De rechtbank had het beroep van appellant tegen het besluit van het Uwv ongegrond verklaard, waarbij werd geoordeeld dat het medisch onderzoek zorgvuldig was uitgevoerd en de conclusies van de verzekeringsarts juist waren. In hoger beroep herhaalde appellant zijn bezwaren en voegde hij een rapport van een andere verzekeringsarts toe, die zijn beperkingen ernstiger achtte. De Raad oordeelde echter dat de rechtbank terecht had geoordeeld dat het medisch onderzoek voldoende was en dat er geen aanleiding was om de conclusies van de verzekeringsarts te betwijfelen.

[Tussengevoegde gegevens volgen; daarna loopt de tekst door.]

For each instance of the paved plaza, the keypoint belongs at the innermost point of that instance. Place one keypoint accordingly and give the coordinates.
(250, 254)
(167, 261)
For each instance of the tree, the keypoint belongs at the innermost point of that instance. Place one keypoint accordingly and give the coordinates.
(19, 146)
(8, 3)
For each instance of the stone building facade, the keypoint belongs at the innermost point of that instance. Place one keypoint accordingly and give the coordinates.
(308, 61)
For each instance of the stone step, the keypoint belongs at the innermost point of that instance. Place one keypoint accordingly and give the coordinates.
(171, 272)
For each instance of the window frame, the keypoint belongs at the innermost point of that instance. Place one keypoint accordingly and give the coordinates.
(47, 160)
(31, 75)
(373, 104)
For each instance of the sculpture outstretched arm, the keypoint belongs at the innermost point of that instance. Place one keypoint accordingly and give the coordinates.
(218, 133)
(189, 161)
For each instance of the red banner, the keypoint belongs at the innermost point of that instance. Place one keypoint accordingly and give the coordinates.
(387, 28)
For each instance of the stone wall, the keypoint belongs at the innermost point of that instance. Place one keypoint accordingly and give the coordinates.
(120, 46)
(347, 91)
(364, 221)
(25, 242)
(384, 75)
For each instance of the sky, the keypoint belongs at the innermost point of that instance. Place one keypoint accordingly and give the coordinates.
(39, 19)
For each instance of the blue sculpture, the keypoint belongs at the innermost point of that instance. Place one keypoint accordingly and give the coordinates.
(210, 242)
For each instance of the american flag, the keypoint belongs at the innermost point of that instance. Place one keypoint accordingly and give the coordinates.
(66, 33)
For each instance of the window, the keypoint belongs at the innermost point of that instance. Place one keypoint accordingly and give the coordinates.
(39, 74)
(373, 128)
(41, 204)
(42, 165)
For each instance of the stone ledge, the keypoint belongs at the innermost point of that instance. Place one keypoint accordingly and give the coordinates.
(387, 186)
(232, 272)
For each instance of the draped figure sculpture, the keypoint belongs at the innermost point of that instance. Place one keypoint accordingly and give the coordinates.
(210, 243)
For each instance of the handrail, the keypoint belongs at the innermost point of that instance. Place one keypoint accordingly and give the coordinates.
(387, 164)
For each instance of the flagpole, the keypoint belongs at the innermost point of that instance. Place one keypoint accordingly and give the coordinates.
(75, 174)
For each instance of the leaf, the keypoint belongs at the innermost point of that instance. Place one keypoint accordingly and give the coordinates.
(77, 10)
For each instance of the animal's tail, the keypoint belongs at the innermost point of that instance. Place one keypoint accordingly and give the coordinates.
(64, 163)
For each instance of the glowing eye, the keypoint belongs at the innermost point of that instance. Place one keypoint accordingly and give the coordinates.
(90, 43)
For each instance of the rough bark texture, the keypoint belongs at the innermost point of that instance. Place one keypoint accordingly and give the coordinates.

De Raad bevestigde dat appellant op de datum in geding in staat was om de EZWb-functie van productiemedewerker industrie te verrichten. De door appellant ingebrachte medische informatie leidde niet tot een ander oordeel, en de Raad concludeerde dat het hoger beroep niet slaagde. De uitspraak van de rechtbank werd bevestigd en er werd geen veroordeling in proceskosten uitgesproken.